Par ailleurs, notre étude montre que les construits de soutien perçu du supérieur et de l’organisation constituent un mécanisme explicatif important dans la relation entre les formes transformationnelles et transactionnelles de leadership et l’engagement affectif. C’est donc en grande partie en valorisant les contributions des employés et en démontrant des préoccupations franches et honnêtes à l’égard de leur bien-être que le supérieur accroît leur engagement envers l’organisation. Ceci apporte une contribution originale et non négligeable à la compréhension de l’impact du leader sur l’engagement qui s’ajoute aux quelques recherches qui se sont attardées à cette dynamique (Avolio et al., 2004 ; Pillai, Schriesheim et Williams, 1999).

Nos analyses font ressortir également que la confiance envers l’organisation contribue à expliquer la dynamique entre le leadership et l’engagement, mais qu’elle n’est pas influencée significativement par la confiance envers le supérieur. Ce résultat inattendu nous a menés à vérifier certains éléments. Afin de nous assurer que la relation entre les divers construits de confiance ne soit pas éclipsée uniquement par l’effet du soutien, nous avons effectué des analyses supplémentaires à partir du modèle structurel théorique en omettant les liens proposés dans l’hypothèse 5 (liens respectifs du soutien perçu du supérieur et de l’organisation sur la confiance envers le supérieur et l’organisation). Nous avons alors constaté que la relation entre la confiance envers le supérieur et l’organisation devenait significative. Dès lors, nous éprouvons beaucoup de difficulté à écarter le mécanisme de personnification de l’organisation comme explication possible du lien entre les construits de confiance. Ces éléments nous entraînent plutôt à conclure que le soutien de l’organisation représente un antécédent plus important de la confiance envers l’organisation que la confiance envers le supérieur. Davantage de recherches seront donc nécessaires afin de savoir si le phénomène de personnification explique bel et bien la dynamique entre les différentes cibles de confiance.

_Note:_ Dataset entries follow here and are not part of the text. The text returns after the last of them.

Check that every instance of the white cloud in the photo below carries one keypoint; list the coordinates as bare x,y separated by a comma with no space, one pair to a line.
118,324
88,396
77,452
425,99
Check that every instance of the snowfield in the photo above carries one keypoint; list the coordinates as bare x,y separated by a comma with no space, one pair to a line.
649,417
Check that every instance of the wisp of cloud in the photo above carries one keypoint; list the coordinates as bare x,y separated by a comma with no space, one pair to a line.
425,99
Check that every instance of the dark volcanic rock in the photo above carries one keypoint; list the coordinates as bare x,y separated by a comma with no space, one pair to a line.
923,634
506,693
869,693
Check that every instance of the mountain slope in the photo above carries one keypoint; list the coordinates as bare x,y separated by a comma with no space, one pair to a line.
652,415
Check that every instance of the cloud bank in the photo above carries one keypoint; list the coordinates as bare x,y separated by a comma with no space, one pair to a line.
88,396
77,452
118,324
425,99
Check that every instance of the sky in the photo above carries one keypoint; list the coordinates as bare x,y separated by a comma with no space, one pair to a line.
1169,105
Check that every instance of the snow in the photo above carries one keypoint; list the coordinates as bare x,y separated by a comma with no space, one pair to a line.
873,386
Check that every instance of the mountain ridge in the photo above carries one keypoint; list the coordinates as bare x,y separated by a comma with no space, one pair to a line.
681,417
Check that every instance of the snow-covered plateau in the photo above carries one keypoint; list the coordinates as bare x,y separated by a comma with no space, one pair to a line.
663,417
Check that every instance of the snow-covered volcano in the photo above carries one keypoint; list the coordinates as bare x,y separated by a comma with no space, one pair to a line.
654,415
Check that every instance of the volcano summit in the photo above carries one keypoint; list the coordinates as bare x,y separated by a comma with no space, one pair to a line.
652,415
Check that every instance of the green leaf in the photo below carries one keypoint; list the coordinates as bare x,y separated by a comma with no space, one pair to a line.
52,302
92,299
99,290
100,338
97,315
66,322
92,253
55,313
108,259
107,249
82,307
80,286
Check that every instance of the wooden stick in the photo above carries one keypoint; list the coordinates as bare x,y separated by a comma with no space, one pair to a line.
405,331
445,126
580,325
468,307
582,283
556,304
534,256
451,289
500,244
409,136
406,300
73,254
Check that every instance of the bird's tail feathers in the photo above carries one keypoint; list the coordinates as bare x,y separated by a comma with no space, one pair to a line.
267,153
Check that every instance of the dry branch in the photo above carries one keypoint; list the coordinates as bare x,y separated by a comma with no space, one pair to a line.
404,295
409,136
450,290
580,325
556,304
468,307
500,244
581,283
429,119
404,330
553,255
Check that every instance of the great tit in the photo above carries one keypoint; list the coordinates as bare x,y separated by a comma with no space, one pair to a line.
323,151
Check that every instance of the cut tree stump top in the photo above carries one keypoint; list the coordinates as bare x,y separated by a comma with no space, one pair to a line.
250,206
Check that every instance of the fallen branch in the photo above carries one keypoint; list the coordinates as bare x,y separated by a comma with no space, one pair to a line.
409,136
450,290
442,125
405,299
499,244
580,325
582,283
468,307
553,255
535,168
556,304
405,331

Avant de conclure, il importe de rappeler que la présente recherche comporte un certain nombre de limites. D’abord, soulignons que notre échantillon est composé d’une seule entreprise, ce qui diminue grandement la généralisation de nos résultats. Aussi, la force de certaines relations peut être, en partie, attribuable à l’erreur de variance commune puisque toutes les variables de ce modèle ont été évaluées par la même source (employé). Troisièmement, des corrélations élevées ont été observées entre certaines dimensions du leadership, ainsi qu’entre le soutien perçu du supérieur et la confiance envers ce dernier. Malgré le fait que certaines études rapportent des résultats semblables et que nos analyses factorielles confirmatoires favorisaient la séparation de ces construits, un risque de multicolinéarité demeure. Enfin, notre devis en coupe transversale ne nous permet pas de confirmer la direction des relations analysées.

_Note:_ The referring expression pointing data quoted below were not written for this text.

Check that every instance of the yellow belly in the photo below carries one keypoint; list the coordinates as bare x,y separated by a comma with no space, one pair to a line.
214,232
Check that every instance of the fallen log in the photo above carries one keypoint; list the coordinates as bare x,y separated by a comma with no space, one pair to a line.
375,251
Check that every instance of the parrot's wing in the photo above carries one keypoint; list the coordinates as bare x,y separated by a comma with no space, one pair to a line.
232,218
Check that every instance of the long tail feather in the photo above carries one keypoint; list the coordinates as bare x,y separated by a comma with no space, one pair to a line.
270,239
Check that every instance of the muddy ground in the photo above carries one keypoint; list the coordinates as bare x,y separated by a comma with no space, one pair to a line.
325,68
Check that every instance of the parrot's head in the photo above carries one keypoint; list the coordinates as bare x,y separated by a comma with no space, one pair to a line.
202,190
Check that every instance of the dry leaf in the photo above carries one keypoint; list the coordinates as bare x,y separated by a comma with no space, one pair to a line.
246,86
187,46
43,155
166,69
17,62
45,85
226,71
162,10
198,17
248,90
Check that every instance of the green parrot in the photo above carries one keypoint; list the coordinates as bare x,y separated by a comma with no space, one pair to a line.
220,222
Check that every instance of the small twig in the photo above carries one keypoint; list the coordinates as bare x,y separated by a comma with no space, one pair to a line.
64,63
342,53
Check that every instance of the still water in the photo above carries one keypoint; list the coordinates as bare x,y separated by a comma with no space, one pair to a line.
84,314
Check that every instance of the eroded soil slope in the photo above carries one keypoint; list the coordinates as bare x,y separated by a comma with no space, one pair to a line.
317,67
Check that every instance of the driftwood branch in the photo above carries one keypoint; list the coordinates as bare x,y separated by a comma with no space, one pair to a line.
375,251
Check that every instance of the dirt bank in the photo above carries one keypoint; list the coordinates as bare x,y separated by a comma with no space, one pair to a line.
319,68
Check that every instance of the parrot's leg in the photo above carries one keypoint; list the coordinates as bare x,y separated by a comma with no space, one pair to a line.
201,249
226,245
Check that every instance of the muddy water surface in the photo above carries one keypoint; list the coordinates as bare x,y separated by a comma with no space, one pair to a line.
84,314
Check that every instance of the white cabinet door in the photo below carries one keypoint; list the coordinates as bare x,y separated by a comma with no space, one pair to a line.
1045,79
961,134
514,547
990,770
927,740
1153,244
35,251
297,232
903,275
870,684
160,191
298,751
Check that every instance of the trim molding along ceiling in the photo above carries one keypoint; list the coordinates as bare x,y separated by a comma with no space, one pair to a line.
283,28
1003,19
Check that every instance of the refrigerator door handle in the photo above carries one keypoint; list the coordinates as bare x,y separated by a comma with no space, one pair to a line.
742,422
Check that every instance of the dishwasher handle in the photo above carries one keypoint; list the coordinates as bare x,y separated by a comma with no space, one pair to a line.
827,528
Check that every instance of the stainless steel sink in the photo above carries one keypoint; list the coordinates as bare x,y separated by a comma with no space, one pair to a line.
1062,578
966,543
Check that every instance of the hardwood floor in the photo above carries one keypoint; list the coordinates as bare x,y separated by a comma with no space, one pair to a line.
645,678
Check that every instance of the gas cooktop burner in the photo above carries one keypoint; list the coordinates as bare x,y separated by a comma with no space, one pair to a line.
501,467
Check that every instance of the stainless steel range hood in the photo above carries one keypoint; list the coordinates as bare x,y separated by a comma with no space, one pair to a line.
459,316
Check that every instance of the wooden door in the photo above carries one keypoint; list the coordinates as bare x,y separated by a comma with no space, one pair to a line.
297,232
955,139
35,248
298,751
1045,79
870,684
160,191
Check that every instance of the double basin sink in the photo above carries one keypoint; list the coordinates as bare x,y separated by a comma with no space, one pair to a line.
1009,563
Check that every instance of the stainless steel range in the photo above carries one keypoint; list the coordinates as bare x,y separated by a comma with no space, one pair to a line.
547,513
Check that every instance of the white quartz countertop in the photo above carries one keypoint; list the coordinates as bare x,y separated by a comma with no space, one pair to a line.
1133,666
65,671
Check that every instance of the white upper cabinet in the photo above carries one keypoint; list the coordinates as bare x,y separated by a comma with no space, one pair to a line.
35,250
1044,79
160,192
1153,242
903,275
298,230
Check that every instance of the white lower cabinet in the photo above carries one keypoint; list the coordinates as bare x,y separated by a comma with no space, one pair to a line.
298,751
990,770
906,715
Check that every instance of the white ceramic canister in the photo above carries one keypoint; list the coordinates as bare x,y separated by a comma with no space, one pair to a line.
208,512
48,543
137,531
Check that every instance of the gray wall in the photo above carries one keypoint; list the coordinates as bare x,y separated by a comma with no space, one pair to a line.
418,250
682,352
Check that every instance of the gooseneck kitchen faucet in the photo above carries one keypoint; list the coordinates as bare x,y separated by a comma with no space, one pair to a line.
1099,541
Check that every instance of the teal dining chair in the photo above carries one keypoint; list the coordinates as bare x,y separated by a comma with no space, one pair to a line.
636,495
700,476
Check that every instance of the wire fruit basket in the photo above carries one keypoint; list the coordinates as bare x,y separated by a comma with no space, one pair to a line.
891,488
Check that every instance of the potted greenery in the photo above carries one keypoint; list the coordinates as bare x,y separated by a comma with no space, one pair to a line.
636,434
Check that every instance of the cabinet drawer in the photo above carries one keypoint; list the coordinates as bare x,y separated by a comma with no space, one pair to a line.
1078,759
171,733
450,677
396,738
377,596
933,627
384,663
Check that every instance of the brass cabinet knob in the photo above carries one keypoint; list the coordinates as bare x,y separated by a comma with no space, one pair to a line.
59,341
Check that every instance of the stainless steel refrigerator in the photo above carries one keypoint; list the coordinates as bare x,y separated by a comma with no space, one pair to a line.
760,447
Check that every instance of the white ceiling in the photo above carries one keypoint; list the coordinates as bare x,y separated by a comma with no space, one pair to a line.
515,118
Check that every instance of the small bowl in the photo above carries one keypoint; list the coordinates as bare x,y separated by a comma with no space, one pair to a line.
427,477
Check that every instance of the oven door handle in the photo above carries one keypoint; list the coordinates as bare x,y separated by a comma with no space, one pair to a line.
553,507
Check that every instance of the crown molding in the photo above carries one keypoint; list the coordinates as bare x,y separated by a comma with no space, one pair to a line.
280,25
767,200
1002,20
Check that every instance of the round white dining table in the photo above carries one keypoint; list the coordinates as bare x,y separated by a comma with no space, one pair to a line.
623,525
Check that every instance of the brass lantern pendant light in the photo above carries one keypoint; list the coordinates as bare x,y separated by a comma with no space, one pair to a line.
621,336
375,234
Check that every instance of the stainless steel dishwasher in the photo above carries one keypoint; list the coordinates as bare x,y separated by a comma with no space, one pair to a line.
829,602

Finalement, nos résultats suggèrent certaines avenues de recherche novatrices et stimulantes. Bien que nos analyses aient identifié le soutien et la confiance comme mécanismes intermédiaires entre les dimensions du leadership et l’engagement, il se pourrait que d’autres mécanismes intermédiaires expliquent cette relation. En plus d’explorer cette avenue, les recherches ultérieures pourraient analyser simultanément les variables intermédiaires identifiées jusqu’à présent dans la littérature (ex. soutien, confiance, justice, habilitation) auprès de l’engagement, mais aussi auprès d’autres conséquences souvent reliées au leadership transformationnel et transactionnel (ex. satisfaction, mobilisation, performance) afin de mieux comprendre leur importance relative.